Un magistrat du tribunal de Marseille comparaît devant le CSM pour 196 fraudes aux péages, fausses plaques et fausses plaintes. La révocation est réclamée.

Un magistrat marseillais risque la révocation après près de 200 fraudes aux péages
Ancien vice-président chargé de l’instruction au tribunal judiciaire de Marseille, un magistrat de 47 ans a comparu devant le Conseil supérieur de la magistrature. Il est accusé d’avoir fraudé systématiquement des péages autoroutiers pendant près de deux ans, à l’aide d’un dispositif élaboré de dissimulation. La révocation a été requise.
Un schéma frauduleux méthodique sur deux ans
Pendant près de vingt-quatre mois, cet homme de loi a délibérément contourné le paiement des péages autoroutiers à scooter, en recourant à la technique dite du « petit train » : coller un véhicule précédent au moment du franchissement d’une barrière pour passer sans régler la redevance. Au total, 173 passages frauduleux ont été établis au tunnel Prado Carénage à Marseille entre 2024 et 2025, auxquels s’ajoutent 23 franchissements similaires sur le réseau Vinci entre 2023 et 2024.

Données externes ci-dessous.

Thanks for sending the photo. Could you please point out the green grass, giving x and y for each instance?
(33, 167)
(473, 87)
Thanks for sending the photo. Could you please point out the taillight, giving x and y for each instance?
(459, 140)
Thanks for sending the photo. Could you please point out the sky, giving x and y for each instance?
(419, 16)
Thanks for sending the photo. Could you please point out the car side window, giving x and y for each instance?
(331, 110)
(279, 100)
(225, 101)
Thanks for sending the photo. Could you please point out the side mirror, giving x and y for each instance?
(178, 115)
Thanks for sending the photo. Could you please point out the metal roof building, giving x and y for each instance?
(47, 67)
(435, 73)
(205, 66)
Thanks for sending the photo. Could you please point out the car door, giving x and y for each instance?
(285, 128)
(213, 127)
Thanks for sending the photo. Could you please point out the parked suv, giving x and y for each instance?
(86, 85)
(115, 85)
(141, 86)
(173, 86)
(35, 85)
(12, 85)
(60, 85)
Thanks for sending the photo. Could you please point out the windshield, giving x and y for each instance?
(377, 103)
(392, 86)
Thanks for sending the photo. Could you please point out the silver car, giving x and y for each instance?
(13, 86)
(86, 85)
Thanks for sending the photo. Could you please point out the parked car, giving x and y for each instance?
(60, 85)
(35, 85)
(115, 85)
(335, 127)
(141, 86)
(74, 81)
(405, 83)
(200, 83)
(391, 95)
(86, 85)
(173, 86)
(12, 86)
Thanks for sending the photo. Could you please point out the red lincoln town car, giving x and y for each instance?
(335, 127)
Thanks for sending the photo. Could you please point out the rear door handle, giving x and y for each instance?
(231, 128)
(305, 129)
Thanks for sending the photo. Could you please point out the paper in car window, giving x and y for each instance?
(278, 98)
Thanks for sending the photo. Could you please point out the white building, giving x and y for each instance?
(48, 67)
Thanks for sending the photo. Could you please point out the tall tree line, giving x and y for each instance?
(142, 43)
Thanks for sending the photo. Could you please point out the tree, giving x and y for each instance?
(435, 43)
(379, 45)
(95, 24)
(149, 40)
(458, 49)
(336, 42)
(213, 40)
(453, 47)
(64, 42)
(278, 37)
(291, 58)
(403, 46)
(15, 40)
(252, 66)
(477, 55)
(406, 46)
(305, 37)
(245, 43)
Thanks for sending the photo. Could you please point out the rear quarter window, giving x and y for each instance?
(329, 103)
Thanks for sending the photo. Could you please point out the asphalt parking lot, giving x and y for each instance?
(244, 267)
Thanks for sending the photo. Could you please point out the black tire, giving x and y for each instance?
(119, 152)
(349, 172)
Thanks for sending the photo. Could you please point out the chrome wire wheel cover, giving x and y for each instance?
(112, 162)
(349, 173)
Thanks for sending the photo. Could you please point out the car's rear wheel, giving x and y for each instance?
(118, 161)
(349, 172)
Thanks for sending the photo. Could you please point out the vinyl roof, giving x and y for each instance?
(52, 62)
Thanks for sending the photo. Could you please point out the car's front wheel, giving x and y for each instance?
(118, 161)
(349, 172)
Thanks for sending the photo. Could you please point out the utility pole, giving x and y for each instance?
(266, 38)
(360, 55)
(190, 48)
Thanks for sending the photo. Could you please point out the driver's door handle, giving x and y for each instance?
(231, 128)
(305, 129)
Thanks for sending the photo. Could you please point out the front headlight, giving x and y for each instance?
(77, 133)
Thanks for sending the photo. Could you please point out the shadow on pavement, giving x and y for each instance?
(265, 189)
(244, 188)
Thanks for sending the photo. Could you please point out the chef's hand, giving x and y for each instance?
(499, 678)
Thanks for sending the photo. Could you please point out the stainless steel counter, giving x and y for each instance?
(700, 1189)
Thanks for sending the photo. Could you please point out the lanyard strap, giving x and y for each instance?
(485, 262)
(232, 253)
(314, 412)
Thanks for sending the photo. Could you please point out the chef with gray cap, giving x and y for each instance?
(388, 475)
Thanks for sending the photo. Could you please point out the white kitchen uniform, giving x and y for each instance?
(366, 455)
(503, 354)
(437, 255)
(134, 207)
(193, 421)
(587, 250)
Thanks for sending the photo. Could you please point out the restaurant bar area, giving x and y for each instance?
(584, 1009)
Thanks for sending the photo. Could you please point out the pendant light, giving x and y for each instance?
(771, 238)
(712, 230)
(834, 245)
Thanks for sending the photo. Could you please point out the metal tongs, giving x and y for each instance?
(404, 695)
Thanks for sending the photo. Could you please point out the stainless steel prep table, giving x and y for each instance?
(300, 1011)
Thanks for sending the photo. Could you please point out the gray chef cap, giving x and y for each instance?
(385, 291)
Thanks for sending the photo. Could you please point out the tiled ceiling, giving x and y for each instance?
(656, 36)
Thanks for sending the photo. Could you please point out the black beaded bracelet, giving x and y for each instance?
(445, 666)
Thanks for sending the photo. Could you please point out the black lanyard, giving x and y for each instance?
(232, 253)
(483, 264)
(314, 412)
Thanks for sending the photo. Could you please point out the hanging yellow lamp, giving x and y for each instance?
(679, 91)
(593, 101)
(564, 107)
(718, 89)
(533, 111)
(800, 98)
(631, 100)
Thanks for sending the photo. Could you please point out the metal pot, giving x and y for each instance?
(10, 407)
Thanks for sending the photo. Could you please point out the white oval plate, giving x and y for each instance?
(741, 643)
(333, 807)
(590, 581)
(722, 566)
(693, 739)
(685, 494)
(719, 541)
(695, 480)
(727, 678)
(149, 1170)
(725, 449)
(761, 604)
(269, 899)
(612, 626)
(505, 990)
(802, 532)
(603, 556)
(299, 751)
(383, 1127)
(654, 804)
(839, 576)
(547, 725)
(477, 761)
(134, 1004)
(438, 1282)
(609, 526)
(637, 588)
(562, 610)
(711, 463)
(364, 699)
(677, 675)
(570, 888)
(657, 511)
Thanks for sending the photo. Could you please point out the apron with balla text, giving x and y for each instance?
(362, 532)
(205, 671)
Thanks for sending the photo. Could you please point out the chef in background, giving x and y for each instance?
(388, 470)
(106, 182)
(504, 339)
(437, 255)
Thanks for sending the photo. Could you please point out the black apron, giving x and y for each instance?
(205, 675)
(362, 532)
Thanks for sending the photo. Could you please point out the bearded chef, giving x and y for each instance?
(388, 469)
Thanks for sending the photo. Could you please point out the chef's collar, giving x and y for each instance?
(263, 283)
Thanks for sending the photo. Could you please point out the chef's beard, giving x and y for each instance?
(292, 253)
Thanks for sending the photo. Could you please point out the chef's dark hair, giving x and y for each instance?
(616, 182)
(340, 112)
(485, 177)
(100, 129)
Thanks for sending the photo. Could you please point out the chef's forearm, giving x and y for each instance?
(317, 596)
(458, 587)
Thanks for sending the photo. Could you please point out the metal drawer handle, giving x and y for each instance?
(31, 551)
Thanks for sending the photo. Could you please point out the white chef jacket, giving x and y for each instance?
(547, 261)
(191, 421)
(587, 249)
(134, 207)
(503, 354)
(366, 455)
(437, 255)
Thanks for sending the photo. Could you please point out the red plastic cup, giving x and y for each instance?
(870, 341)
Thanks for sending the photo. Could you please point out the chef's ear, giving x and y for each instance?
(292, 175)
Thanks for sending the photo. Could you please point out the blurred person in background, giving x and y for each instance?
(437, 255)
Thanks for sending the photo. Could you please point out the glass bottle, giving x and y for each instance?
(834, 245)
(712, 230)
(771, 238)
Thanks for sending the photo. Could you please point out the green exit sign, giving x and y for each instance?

Pour brouiller les pistes, le magistrat avait mis en place un véritable système de couverture : dépôts de fausses plaintes pour usurpation de plaques d’immatriculation, obtention frauduleuse de nouvelles plaques et contestations systématiques des avis d’amende auprès du ministère public, relate Le Parisien.
Démasqué pour un feu rouge grillé
C’est une infraction en apparence anodine qui a conduit à sa chute. Remarqué par des policiers après avoir brûlé un feu rouge, le conducteur du scooter prend la fuite et disparaît dans l’enceinte du tribunal. La recherche sur la plaque d’immatriculation révèle qu’elle est fausse. Après quelques semaines d’enquête, l’identité du fraudeur est établie : il s’agit d’un magistrat expérimenté, aux états de service jusqu’alors quasi irréprochables, loué dès ses débuts comme « jeune magistrat prometteur » ayant accompli « un excellent travail dans le domaine de la circulation routière ».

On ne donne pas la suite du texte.